Darryl Caldbeck - A second round rookie, he comes to Houston as an organizational diamond in the rough. He is a different kind of guard, a guy who plays well next to Spencer Allen, a guy who can get the ball to him as needed. After training camp, he looked a little worse for wear as far as ability is, but he will get a couple years of development before the Lightning know what they truly have. He can defend a little bit, he can get the ball to teammates and is athletic while not making many turnovers. Not really a scorer, so he is a stark contrast to Buie at the spot. He is a confident player, so Houston hopes that going forward, his confidence will lead him to find higher success.

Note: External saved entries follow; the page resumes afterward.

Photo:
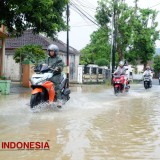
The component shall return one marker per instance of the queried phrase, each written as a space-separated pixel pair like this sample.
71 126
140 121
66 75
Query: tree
122 23
38 15
156 64
99 48
33 53
144 32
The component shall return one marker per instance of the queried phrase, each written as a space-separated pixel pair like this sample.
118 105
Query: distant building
13 69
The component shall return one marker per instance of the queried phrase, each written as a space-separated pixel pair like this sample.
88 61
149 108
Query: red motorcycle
120 84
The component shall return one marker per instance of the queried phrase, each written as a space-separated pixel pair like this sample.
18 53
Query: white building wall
12 69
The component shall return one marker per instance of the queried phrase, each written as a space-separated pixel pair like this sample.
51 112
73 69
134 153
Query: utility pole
114 35
67 44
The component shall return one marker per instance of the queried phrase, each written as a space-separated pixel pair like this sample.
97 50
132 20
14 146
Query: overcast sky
81 28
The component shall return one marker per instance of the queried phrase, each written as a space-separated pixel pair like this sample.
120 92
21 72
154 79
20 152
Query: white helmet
54 48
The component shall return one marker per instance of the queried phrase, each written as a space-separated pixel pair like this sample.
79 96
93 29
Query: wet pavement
94 125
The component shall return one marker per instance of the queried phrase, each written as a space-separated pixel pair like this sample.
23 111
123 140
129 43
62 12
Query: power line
155 5
82 16
93 21
84 11
90 4
84 25
86 6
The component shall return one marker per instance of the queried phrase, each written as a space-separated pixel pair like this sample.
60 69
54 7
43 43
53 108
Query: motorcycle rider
121 70
55 62
148 72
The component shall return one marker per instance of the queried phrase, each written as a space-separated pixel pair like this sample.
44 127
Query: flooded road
94 125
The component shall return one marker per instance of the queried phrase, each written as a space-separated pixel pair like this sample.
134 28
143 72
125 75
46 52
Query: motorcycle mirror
59 61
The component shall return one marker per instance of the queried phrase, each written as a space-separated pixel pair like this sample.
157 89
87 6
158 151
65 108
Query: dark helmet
121 63
53 47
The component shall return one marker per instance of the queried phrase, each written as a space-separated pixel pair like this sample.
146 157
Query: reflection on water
94 125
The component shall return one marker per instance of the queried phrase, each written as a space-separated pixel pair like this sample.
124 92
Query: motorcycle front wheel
35 100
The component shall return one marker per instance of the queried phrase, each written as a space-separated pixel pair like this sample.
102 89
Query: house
13 69
3 36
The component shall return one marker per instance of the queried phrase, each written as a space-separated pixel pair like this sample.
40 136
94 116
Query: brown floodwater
94 125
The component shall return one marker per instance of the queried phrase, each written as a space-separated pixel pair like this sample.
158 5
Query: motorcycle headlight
41 82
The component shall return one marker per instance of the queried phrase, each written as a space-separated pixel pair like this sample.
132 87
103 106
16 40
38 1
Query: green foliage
156 64
38 15
134 30
33 53
99 48
144 36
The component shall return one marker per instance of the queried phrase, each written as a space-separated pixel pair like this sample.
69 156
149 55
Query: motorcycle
119 84
147 81
43 89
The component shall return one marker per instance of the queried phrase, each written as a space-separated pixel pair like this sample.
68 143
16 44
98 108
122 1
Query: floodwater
94 125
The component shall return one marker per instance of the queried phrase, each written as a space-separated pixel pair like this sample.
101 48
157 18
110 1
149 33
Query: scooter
119 84
147 81
43 89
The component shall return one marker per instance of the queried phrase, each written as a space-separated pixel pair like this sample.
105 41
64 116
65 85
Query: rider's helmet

Not in the lineup: Flatten, Mirko, Williams
Thoughts on depth chart:
The notable move is Worthington at the 3. He’s not a great fit for the spot, won’t play a ton of minutes there, and doesn’t project to play there long term. But he needs playing time and with Hall and Harrison occupying the big men spot, Worthington will see minutes at the 3. It might not be successful, but am I looking for success? Once Hall is out of the picture or my strategy is adjusted accordingly going forward, Worthington is a natural fit at the 4, next to Harrison at the 5. But with Hall being a member of the team, the 5 spot is his. It’s natural to want to play Hall sparingly, but lost in all of this is the feelings of the player and the fans. The starting lineup and depth chart to start the year is a little more different that what is listed here, but the injury to Allen has me in scramble mode, especially at the guard spots where we are notably weaker. Finding out our starting wing was also tough and training camp might tell me more of what I have in my squad, but Dawson will get the start. Flatten, Mirko, and Williams will start off the season on the inactive list. Mirko probably is too good to be placed there and he will likely rotate with Sanders on who gets the token garbage minutes as the season progresses. Flatten needs a lot more seasoning before he is ready, while Williams is strictly a mentor role for us and shouldn’t see much of any playing time. Another interesting battle is that at the point guard spot. Buie is probably more of a shooting guard, but he’s the better player. Caldbeck .ooks like a second round pick but he’s being given the keys to the corvette and we’ll see if he knows how to push in the clutch to even get the car in gear. Between the point and the 3, we have more questions and unproven players than we do talent and answers. The ball will be given to Allen and Hall, with Bui and Worthington also allowed to shoot.
Not expecting a great season. I’d like to be able to flip Hall for picks or a solid player at the wing, but the market is lean for Hall. As it was stated in one of the podcasts, he’s going to give me wins and I don’t really need wins, but part of the immersion factor is not dicking him over by benching him for the sake of the team. He’s not beholden to any trade restrictions as far as I can tell, so he can move at anytime, but most teams will likely need to send me salary over so there could be complications in that regards. Once Allen gets going, I should be able to adjust the offense to his strengths and to also ensure that Worthington gets his fair share of the development. Point guard will likely see a hot mess, but I’m willing to ride it out for this season. If all else fails, maybe a Davis and the 2025 first for Hall is in the cards with Pittsburgh. Or a Akele for Hall straight up? Harrison should be his steady, consistent self and we should continue to see improvement there.